In the conclusion of one of their papers, the researchers wrote that, “Global dietary guidelines should be reconsidered in light of these findings.” As we have said, PURE was an observational study. The observations in any such study are useful and important but they should be put to the test. The test should be a trial, ideally a randomised, controlled trial, which would provide far superior evidence than an observational study, i.e. a lower carbohydrate, moderate fruit/vegetable/legume and higher fat diet should be tested against, for example a whole food, plant-based diet.
It is puzzling that the authors write (and The Lancet accepts) their conclusion advocating changes to dietary guidelines, especially when there is observational and interventional evidence which contradicts the PURE data—i.e. that a diet high in whole carbohydrates (fruits, vegetables, whole grains, legumes) is beneficial.

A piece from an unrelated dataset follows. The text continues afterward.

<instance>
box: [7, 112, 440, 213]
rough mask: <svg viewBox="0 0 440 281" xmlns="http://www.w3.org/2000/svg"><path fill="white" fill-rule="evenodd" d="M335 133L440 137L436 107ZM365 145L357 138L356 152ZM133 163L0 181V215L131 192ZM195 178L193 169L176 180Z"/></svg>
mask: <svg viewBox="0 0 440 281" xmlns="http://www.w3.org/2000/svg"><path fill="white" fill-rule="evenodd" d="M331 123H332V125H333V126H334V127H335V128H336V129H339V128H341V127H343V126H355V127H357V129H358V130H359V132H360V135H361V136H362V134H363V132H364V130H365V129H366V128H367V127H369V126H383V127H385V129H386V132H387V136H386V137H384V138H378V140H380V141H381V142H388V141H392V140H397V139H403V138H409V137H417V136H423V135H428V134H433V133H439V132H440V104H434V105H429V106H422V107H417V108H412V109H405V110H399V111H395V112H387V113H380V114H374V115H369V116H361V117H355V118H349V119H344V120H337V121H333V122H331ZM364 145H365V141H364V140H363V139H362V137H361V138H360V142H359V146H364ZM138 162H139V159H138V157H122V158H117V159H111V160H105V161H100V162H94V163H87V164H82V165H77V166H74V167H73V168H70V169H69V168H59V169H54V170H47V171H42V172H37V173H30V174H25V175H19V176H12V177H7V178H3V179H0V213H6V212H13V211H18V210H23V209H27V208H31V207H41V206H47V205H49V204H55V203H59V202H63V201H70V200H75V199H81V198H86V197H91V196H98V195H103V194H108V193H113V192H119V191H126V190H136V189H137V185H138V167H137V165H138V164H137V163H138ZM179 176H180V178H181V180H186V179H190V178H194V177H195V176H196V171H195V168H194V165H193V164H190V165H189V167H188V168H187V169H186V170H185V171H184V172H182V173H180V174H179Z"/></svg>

With nutritional research, bigger is not always better, and this large, ongoing study—like every study—has flaws that must be considered. Nevertheless, its observations are noteworthy. The PURE study has demonstrated that eating a limited diet that’s very high in refined carbohydrate may lead to increased risk of death, but this association may be partly due to differences in socioeconomic status, healthcare access, and infectious diseases.
An editorial regarding the PURE publications was also published in The Lancet. This editorial was titled, “PURE study challenges the definition of a healthy diet: but key questions remain.” Key questions do remain. Despite the commentary in the media and online regarding this study, multiple sources of evidence consistently show that whole grain carbohydrates and many portions of fruits and vegetables are beneficial.
Further, there is evidence that disease rates increase as low-income countries become more affluent and dietary intake changes to include more meat and dairy and less whole plant foods.11 On the other hand, a whole food, plant-based diet has been demonstrated to decrease risk and severity of several diseases.
In short, this study does not overwrite decades of nutritional research. When media headlines appear too good (or too bad) to be true, they often are! Until high quality trials suggest otherwise, dietary guidelines will and should remain in favor of healthful carbohydrates like fruit, vegetables, whole grains, and legumes.